Treasury Inflation-Protected Securities (TIPS) are subject to interest rate risk and opportunity risk. If interest rates rise, the value of your bond on the secondary market will likely fall. In periods of no or low inflation, other investments, including other Treasury bonds, may perform better.
Bank loans are loans issued by below investment-grade companies for short-term funding purposes with higher yield than short-term debt and involve risk.
Because of its narrow focus, sector investing will be subject to greater volatility than investing more broadly across many sectors and companies.
Commodity-linked investments may be more volatile and less liquid than the underlying instruments or measures, and their value may be affected by the performance of the overall commodities baskets as well as weather, disease, and regulatory developments.

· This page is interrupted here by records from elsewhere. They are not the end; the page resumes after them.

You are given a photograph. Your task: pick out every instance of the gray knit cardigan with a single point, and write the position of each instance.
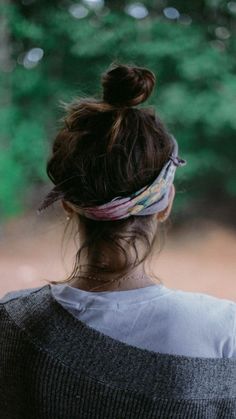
(54, 366)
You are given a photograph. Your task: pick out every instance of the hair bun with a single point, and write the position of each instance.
(125, 85)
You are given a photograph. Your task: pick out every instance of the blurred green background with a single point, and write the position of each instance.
(52, 51)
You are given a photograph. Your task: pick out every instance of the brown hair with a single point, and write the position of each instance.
(106, 148)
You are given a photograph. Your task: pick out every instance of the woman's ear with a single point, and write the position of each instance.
(163, 215)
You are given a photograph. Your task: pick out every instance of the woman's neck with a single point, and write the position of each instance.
(136, 279)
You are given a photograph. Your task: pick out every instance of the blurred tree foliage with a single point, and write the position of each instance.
(53, 51)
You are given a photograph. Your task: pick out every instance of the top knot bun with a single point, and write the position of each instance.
(125, 86)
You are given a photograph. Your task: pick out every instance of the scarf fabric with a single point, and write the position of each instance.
(150, 199)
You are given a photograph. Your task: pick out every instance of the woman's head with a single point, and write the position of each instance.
(110, 148)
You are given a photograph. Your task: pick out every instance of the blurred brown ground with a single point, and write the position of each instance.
(199, 257)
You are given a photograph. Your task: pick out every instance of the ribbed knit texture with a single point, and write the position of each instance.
(54, 366)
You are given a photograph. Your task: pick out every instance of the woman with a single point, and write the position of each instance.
(111, 342)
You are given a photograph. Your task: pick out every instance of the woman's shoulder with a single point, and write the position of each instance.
(11, 295)
(202, 309)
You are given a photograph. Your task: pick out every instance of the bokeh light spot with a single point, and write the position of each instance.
(137, 10)
(78, 11)
(171, 13)
(32, 57)
(222, 32)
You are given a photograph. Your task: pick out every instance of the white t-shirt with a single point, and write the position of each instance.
(157, 318)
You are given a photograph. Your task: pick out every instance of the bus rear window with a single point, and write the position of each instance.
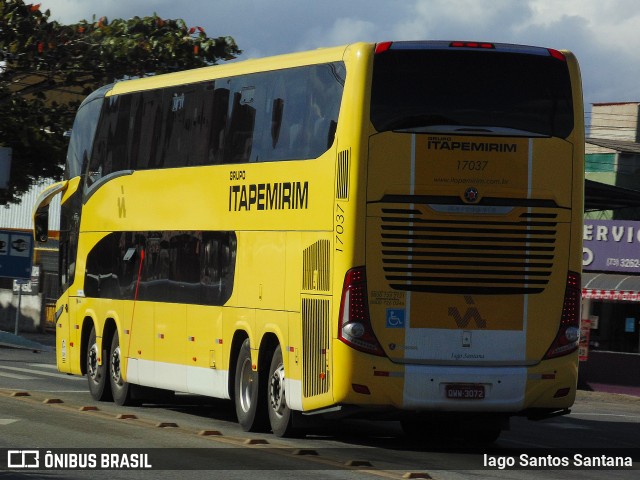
(464, 90)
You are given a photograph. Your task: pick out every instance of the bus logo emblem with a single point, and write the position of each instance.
(471, 194)
(472, 313)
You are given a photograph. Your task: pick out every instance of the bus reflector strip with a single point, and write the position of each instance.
(472, 45)
(383, 373)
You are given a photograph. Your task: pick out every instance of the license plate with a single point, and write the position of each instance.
(465, 391)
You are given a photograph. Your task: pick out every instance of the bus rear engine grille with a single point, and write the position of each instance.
(467, 256)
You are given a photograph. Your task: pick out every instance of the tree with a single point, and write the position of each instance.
(46, 68)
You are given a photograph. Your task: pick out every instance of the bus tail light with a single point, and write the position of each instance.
(355, 323)
(568, 336)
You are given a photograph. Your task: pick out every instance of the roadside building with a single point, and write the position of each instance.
(611, 249)
(40, 292)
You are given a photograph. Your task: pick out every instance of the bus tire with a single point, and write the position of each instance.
(97, 375)
(279, 412)
(120, 389)
(249, 399)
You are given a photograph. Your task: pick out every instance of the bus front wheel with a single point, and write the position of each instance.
(279, 412)
(97, 369)
(249, 399)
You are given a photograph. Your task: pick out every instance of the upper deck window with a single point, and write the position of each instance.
(466, 90)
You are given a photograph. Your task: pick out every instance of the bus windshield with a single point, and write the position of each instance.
(467, 91)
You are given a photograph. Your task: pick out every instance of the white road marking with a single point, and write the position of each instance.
(43, 365)
(46, 374)
(16, 376)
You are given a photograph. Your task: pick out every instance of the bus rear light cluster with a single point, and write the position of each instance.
(355, 323)
(568, 335)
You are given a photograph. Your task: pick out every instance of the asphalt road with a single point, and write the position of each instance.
(197, 435)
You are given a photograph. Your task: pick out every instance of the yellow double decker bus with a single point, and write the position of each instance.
(388, 229)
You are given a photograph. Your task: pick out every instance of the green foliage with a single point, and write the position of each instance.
(47, 68)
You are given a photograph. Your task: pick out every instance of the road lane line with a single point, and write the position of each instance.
(46, 374)
(43, 365)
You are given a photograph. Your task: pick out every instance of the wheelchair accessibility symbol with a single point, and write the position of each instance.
(395, 318)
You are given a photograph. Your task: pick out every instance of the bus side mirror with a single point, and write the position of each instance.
(41, 210)
(41, 223)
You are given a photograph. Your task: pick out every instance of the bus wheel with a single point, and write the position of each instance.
(279, 412)
(250, 404)
(96, 373)
(120, 389)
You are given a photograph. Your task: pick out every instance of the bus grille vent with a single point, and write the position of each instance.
(315, 346)
(316, 262)
(342, 182)
(467, 256)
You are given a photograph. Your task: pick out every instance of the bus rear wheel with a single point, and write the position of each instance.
(97, 369)
(120, 389)
(279, 412)
(248, 393)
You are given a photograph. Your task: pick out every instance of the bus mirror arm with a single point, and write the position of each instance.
(41, 223)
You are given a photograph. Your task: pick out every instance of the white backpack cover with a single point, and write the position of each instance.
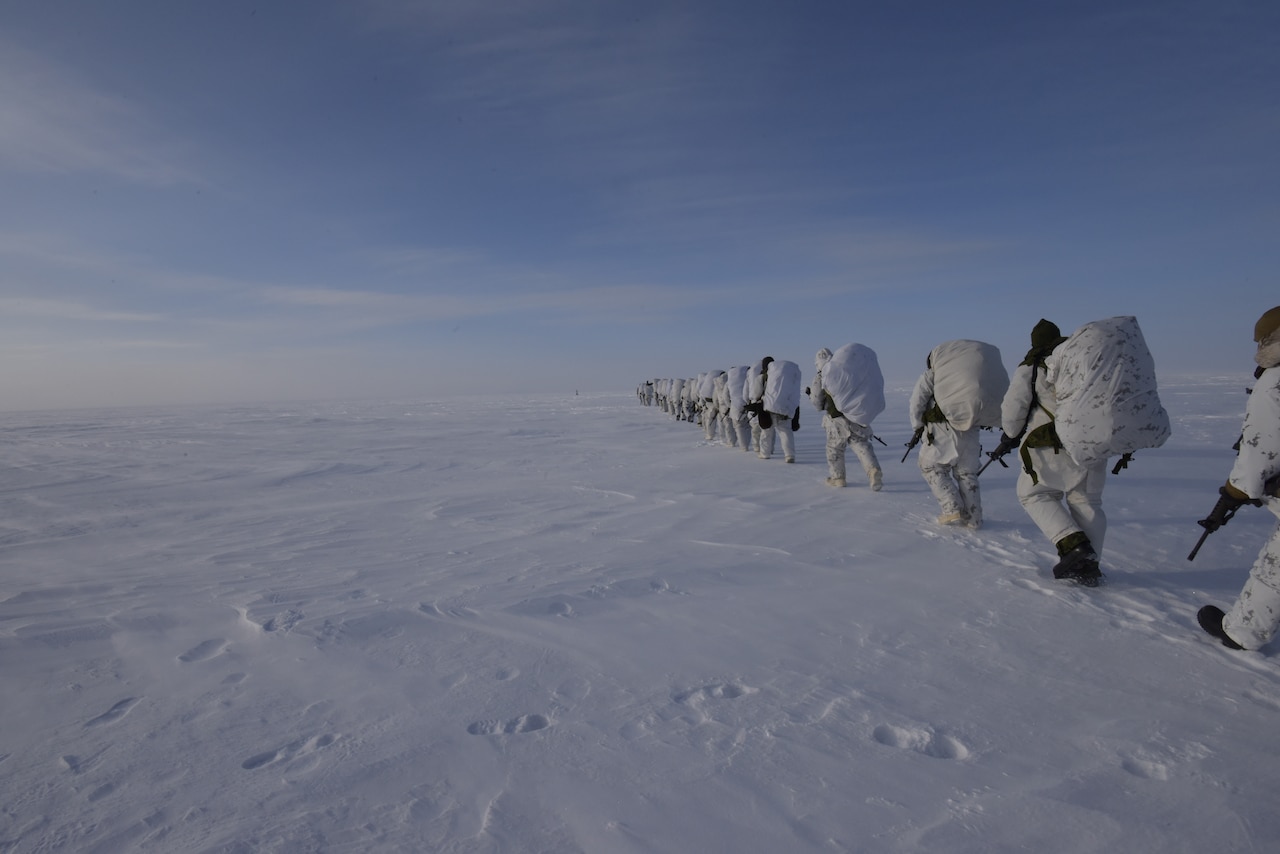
(854, 382)
(782, 388)
(707, 386)
(1105, 383)
(969, 383)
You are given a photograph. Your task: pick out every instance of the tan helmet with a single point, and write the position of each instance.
(1266, 324)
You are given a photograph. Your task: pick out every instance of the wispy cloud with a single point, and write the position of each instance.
(69, 310)
(53, 122)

Government bonds and Treasury bills are guaranteed by the U.S. government as to the timely payment of principal and interest and, if held to maturity, offer a fixed rate of return and fixed principal value. However, the value of fund shares is not guaranteed and will fluctuate.
Investing in foreign and emerging markets debt securities involves special additional risks. These risks include, but are not limited to, currency risk, geopolitical and regulatory risk, and risk associated with varying settlement standards.
High-yield/junk bonds are not investment-grade securities, involve substantial risks, and generally should be part of the diversified portfolio of sophisticated investors.